Cooper’s Hill Cheese-Rolling and Wake
Tout un fromage
Des types qui courent après un gros fromage dévalant une colline à toute berzingue ? Et pourquoi pas… Depuis près de trois siècles, la Cooper’s Hill Cheese-Rolling and Wake illustre tout le sens de l’humour et l’excentricité britanniques. Cette course folle se déroule tous les ans en mai, dans la pittoresque campagne vallonnée du Gloucestershire, au sud-ouest de l’Angleterre. Le but ? Rattraper une tomme ronde de 3,6 kilos lancée depuis le sommet de la Cooper’s Hill. Le premier en bas a gagné, et garde le frometon – attrapé ou non. Bien compris ? Alors, à vos marques, prêts… roulez !
Chris Anderson est une gloire locale du village de Brockworth, dans le Gloucestershire. Depuis 2004, il a couru 24 courses de la Cooper’s Hill Cheese-Rolling and Wake, et a gagné 22 fois. Un record. « Les deux autres, je suis arrivé deuxième et troisième, poursuit ce jeune homme de 31 ans. Et pourtant je n’aime pas le Double Gloucester, le fromage qu’on gagne ». Mais qu’est-ce qui pousse cet ancien soldat reconverti dans le bâtiment à participer chaque année à cette “compétition” ? « Avant tout, j’adore l’atmosphère qui règne ici. C’est vraiment un rendez-vous génial, avec tous ces gens qui assurent l’ambiance ». Et apparemment, il n’est pas le seul à apprécier la Cheese Roll…
Casse-cou
Cet événement unique au monde attire tous les ans, chaque dernier lundi de mai (férié en Grande-Bretagne) plus de 15 000 visiteurs, et près de 200 participants. On distingue plusieurs épreuves : « Trois pour les hommes, une pour les femmes, une adulte mixte mais dans le sens inverse, en remontant la pente, et enfin une pour les enfants, également de bas en haut », explique Sara Stevens, la co-organisatrice. Elle pointe fièrement du doigt le sommet de la fameuse colline de Cooper’s Hill, et la personnalise par un “she” et non un “it”, comme s’il s’agissait d’une divinité . « On la respecte et on aimerait d’ailleurs trouver un peu de sous pour arranger quelques dénivelés, car elle s’affaisse un peu par endroits. Cela rendrait la course un peu moins, comment dire… casse-gueule ! ».
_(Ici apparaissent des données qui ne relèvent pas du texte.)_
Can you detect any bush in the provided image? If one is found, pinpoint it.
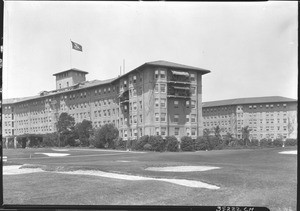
[114,137,126,150]
[132,135,149,151]
[195,136,210,151]
[260,138,273,147]
[148,136,166,152]
[143,144,152,151]
[249,139,259,147]
[165,136,179,152]
[180,136,195,151]
[273,138,283,147]
[284,138,298,146]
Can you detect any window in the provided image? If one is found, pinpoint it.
[155,127,159,135]
[186,114,190,122]
[160,99,166,108]
[155,113,159,122]
[186,128,191,136]
[190,73,195,81]
[161,127,167,136]
[191,100,196,108]
[192,128,196,136]
[160,70,166,78]
[160,84,166,93]
[133,75,136,83]
[155,98,159,108]
[174,100,179,108]
[191,114,196,122]
[160,113,166,122]
[155,70,159,79]
[174,127,179,136]
[174,114,179,122]
[154,84,158,93]
[185,100,190,108]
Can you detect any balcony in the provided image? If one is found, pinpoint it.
[119,90,129,104]
[167,85,191,98]
[168,70,191,84]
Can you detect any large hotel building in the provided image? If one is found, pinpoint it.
[202,96,298,140]
[2,61,298,143]
[2,61,210,140]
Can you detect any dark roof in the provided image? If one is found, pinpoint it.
[203,96,297,108]
[53,68,88,76]
[111,60,210,83]
[3,78,115,104]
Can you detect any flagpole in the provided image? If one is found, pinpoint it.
[70,38,72,69]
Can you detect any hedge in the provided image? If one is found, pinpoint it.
[148,136,166,152]
[180,136,195,151]
[284,138,298,146]
[165,136,179,152]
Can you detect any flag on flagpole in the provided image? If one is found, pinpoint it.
[71,41,82,51]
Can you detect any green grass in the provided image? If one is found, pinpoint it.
[3,147,297,211]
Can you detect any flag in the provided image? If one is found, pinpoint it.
[71,41,82,51]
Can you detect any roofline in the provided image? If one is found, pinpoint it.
[202,96,298,108]
[112,62,211,83]
[53,68,88,76]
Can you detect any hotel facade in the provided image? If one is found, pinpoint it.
[202,96,298,140]
[2,61,210,140]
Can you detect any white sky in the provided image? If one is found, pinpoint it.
[3,1,298,101]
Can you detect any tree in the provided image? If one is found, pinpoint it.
[214,125,221,140]
[242,126,251,146]
[75,120,93,146]
[56,112,75,146]
[95,124,119,148]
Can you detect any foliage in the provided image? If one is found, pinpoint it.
[284,138,298,146]
[94,124,119,148]
[42,133,58,147]
[56,112,76,146]
[143,144,152,151]
[214,125,221,140]
[195,136,210,151]
[114,137,126,150]
[75,120,93,146]
[165,136,179,152]
[260,138,273,147]
[132,135,149,151]
[273,138,283,147]
[242,126,251,146]
[249,139,259,147]
[148,136,166,152]
[180,136,195,151]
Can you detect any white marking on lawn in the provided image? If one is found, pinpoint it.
[146,166,220,172]
[34,152,70,157]
[57,170,220,190]
[52,148,69,152]
[3,165,44,175]
[278,150,298,155]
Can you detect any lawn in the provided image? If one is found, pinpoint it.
[3,147,297,211]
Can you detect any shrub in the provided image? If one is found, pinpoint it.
[148,136,166,152]
[165,136,179,152]
[143,144,152,151]
[249,139,259,146]
[195,136,210,150]
[114,137,126,150]
[273,138,283,147]
[284,138,298,146]
[132,135,149,151]
[94,124,119,149]
[260,138,273,147]
[180,136,195,151]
Sara Stevens © Elisabeth Blanchet
Descendre une pente à 50 % sur un peu moins de 100 m pour attraper un gros frometon qui roule, présente certes quelques dangers… « Mais pas tant que ça, assure Sara. Depuis 2011, on ne compte que six hospitalisations pour des luxations ou des déboîtements ». D’ailleurs, c’est surtout hors-compétition que les accidents surviennent : lorsque les gens s’élancent comme des fous. « Je me souviens d’un Espagnol dont le pied s’est retrouvé presqu’à l’envers », poursuit Candis Philips, sa comparse.
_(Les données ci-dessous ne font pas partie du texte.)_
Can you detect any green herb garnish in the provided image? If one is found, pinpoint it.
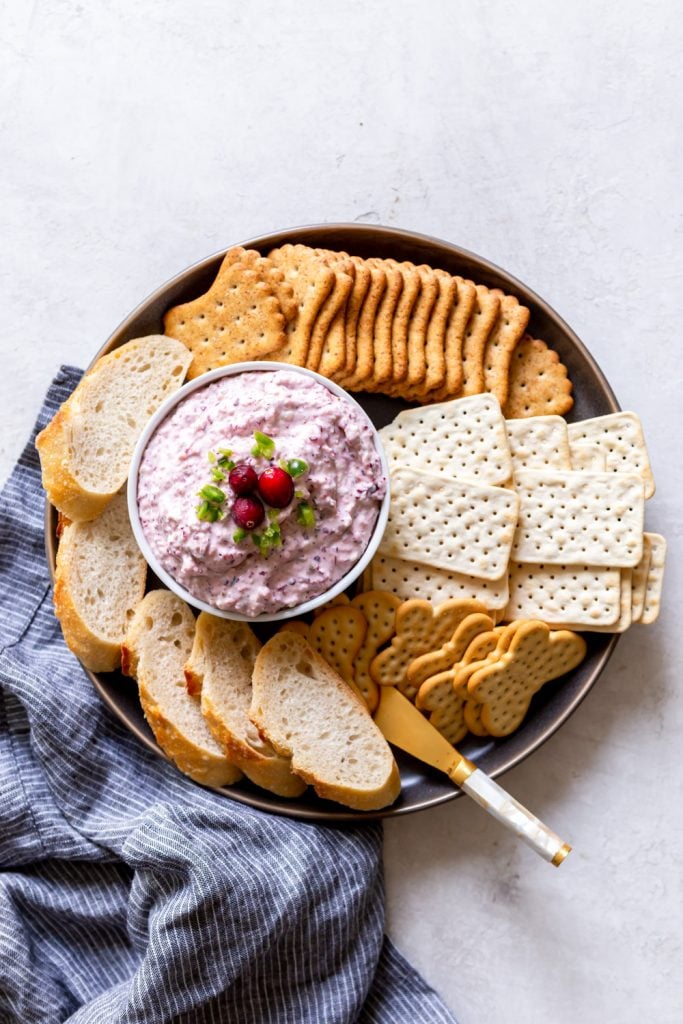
[285,459,308,480]
[197,502,221,522]
[297,502,315,529]
[198,483,225,505]
[251,430,275,459]
[217,449,236,472]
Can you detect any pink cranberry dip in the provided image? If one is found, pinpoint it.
[137,370,386,617]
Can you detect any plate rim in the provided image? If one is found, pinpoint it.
[44,221,621,825]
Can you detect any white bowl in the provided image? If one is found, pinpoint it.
[128,362,390,623]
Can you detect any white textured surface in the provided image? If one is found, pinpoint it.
[0,0,683,1024]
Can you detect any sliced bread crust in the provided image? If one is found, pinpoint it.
[36,335,191,522]
[250,631,400,811]
[121,590,242,785]
[185,611,306,797]
[54,493,147,672]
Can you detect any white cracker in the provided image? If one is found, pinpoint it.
[512,469,644,568]
[640,534,667,626]
[569,413,654,498]
[368,554,508,611]
[569,441,607,473]
[379,469,518,580]
[505,562,630,629]
[379,394,512,486]
[555,569,633,633]
[631,534,652,623]
[505,416,571,473]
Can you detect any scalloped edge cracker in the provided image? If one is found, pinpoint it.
[467,622,586,736]
[370,600,486,700]
[351,590,401,712]
[307,604,368,699]
[503,335,573,420]
[483,288,529,406]
[379,469,518,580]
[405,612,494,689]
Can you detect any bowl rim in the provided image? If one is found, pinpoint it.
[44,221,621,825]
[126,360,391,623]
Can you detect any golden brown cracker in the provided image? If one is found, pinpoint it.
[370,598,486,700]
[462,282,501,394]
[467,621,586,736]
[218,246,297,321]
[504,335,573,420]
[453,622,521,700]
[343,256,373,374]
[429,278,476,401]
[405,612,494,689]
[463,700,488,736]
[335,263,387,391]
[306,252,355,376]
[424,270,458,393]
[483,289,529,408]
[405,263,439,388]
[391,260,422,384]
[418,672,467,744]
[368,259,403,390]
[164,262,286,379]
[268,244,336,367]
[351,590,401,712]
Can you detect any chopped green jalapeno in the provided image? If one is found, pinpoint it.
[251,430,275,459]
[197,502,221,522]
[284,459,308,480]
[199,483,225,505]
[297,502,315,529]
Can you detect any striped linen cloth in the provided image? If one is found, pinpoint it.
[0,368,454,1024]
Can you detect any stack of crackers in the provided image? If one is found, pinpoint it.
[282,591,586,743]
[367,395,666,633]
[164,245,572,417]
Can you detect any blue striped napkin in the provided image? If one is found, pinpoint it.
[0,368,454,1024]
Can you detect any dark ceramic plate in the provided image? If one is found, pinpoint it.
[45,224,618,822]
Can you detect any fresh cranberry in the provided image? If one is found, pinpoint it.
[227,462,258,495]
[258,466,294,509]
[232,497,265,529]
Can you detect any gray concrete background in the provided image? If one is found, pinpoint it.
[0,0,683,1024]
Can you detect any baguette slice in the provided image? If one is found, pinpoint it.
[121,590,242,785]
[54,492,147,672]
[185,611,306,797]
[36,335,191,522]
[250,632,400,811]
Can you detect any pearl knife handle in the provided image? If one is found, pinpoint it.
[449,759,571,867]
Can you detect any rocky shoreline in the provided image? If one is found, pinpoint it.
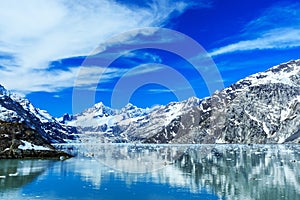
[0,121,72,160]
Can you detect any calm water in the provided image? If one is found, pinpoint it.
[0,145,300,200]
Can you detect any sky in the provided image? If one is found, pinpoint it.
[0,0,300,117]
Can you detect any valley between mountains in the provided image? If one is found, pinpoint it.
[0,60,300,158]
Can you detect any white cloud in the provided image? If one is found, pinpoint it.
[0,0,192,93]
[210,4,300,56]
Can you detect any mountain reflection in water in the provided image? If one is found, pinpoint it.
[0,145,300,200]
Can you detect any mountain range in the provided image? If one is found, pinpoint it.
[0,60,300,156]
[60,60,300,143]
[0,86,76,158]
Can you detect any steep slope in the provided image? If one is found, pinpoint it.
[65,60,300,143]
[0,86,76,143]
[0,86,76,158]
[146,60,300,143]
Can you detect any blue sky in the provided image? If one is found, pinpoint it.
[0,0,300,116]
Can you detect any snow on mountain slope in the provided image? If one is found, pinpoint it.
[147,60,300,143]
[0,85,76,143]
[62,60,300,143]
[64,97,201,142]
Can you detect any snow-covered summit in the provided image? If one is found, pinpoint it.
[68,60,300,143]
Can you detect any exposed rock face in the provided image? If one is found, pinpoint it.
[0,86,76,143]
[67,60,300,143]
[0,86,76,158]
[0,121,70,159]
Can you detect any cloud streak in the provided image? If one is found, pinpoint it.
[210,4,300,56]
[0,0,189,93]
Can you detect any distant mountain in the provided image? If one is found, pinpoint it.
[0,86,76,158]
[67,60,300,143]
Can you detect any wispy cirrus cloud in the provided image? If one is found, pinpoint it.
[0,0,197,93]
[210,4,300,56]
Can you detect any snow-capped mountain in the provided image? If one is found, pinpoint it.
[64,60,300,143]
[147,60,300,143]
[0,86,76,143]
[61,97,201,143]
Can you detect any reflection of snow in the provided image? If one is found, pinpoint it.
[18,140,51,150]
[55,145,300,199]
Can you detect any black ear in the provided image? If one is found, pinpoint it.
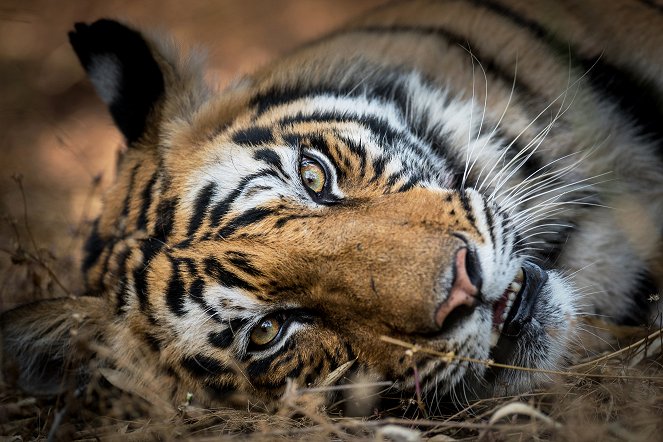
[69,19,164,145]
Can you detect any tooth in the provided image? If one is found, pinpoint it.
[514,268,525,282]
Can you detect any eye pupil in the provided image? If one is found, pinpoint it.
[299,158,325,193]
[251,318,281,345]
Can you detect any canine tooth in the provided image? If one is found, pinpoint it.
[514,267,525,282]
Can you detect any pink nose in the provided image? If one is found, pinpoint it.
[435,248,479,327]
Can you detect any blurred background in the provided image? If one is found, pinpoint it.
[0,0,384,311]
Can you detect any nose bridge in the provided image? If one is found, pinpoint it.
[298,189,464,332]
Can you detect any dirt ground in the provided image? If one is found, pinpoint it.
[0,0,384,311]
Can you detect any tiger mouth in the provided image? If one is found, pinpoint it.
[491,262,548,349]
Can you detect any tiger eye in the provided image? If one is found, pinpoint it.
[299,159,326,193]
[251,318,281,345]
Cette drôle de manifestation remonterait au XVIIIe siècle. « On ne connaît pas exactement la date de la première édition, raconte Candis. Toutefois, cette tradition comporte une dimension sociale. Les propriétaires terriens voulaient offrir une journée de fête à leurs paysans pour qu’ils se défoulent… ». Mais pourquoi donc courir après un fromage rond dévalant une pente ? Qui plus est des Double Gloucester de 3,6 kg chacun ? « On ne sait pas, certains disent que les gars voulaient impressionner les filles du coin. Sur le mode : “c’est moi qui descends le plus vite… voulez-vous m’épouser ?” Vous voyez le genre ? », continue Candis avant d’éclater de rire avec Sara.
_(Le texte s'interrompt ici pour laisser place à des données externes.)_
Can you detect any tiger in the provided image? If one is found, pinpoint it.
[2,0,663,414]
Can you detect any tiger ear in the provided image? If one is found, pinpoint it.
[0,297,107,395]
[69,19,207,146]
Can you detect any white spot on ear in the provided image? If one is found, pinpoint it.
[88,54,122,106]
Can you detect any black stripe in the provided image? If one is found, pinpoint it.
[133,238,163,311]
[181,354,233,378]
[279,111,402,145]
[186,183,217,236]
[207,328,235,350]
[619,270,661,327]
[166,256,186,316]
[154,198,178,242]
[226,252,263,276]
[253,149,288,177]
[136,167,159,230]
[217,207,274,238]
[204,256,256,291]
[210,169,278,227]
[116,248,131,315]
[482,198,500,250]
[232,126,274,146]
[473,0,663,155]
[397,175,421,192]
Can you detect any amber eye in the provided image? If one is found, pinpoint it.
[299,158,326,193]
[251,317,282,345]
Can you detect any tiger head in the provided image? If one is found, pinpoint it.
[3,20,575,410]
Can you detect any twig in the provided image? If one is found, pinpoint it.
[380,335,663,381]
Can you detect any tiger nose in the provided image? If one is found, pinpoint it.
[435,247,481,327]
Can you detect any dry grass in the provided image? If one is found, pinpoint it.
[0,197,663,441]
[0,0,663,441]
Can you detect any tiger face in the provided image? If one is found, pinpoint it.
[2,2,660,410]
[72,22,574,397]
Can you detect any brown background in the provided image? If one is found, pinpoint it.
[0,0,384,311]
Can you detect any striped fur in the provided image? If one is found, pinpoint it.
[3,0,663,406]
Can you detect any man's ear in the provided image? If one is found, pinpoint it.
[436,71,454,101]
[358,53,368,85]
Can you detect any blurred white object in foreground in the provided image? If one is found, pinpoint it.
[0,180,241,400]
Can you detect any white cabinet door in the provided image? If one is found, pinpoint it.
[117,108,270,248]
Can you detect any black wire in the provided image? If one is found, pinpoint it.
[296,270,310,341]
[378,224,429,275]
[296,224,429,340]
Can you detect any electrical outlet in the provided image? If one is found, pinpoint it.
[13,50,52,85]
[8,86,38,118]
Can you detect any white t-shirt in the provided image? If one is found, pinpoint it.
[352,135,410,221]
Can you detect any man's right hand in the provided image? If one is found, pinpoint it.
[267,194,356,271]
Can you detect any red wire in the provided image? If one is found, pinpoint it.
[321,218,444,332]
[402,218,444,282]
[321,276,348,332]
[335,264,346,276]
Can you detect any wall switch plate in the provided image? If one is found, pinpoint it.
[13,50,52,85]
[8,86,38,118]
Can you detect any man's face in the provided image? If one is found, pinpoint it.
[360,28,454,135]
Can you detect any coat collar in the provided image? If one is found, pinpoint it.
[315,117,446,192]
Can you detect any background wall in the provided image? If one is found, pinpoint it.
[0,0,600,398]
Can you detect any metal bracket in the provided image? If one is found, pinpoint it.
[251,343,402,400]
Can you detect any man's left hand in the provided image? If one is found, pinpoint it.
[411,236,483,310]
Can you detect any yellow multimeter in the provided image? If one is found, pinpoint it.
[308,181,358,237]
Depuis 2010, ces deux habitantes de Brockworth chapeautent bénévolement les festivités. « Les anciens organisateurs ont voulu vendre notre course à une boîte d’événementiel, vous vous rendez compte ? Devant le succès de la manifestation, ils ont pris la grosse tête. Ils voulaient même faire payer l’entrée… », s’offusque Sara. Les deux amies se sont alors battues pour conserver l’esprit de Brockworth. Elles ont lancé la “Save the Cheese Roll Campaign”, une campagne préservant ses règles ancestrales. « J’ai même failli acheter un vrai squelette sur internet aux Etats-Unis pour l’enterrer sur la colline. Une fouille aurait tout annulé ! », avoue Candis. Mais elles n’eurent pas besoin d’en arriver là. Soutenue par la population locale, leur démarche l’a emporté et la formule vénale fut annulée. Dès 2011, la Cheese Roll reprit d’assaut la colline de Cooper’s Hill. Depuis, Candis et Sara veillent au grain…

© Gilbert A Turner LRPS
Cantona est de la partie
Aujourd’hui, on se précipite du monde entier pour se mesurer à cette descente, ou tout simplement pour assister au spectacle. « Des Européens, mais aussi des Américains, des Australiens… il y en a même un qui a dévalé en maillot de bain », constate Candis.
Mais le grand champion reste Chris. « J’adore l’adrénaline que procurent les courses, galoper à une allure dingue », dit-il avant de dévoiler sa technique. « J’essaye de courir le plus vite possible tout en me penchant en arrière pour garder l’équilibre ». Et tout ça pour franchir la ligne d’arrivée en moins d’une minute ! Mais, pour la première fois depuis 15 ans, Chris, « blessé à la cheville », ne participera pas au concours.
Qui prendra la relève ? Rendez-vous le 27 mai au pied de la colline de Coopers Hill. En attendant, jetez donc un œil à cette publicité de Paddy Power, une entreprise de bookmakers irlandais mettant en scène Eric Cantona dans un bunker au milieu de la Manche. Pour éviter les commentaires incessants sur le Brexit, il regarde la télé et tombe sur la… Cheese Roll ! Le fromage érigé en symbole britannique ? Qui l’eût cru…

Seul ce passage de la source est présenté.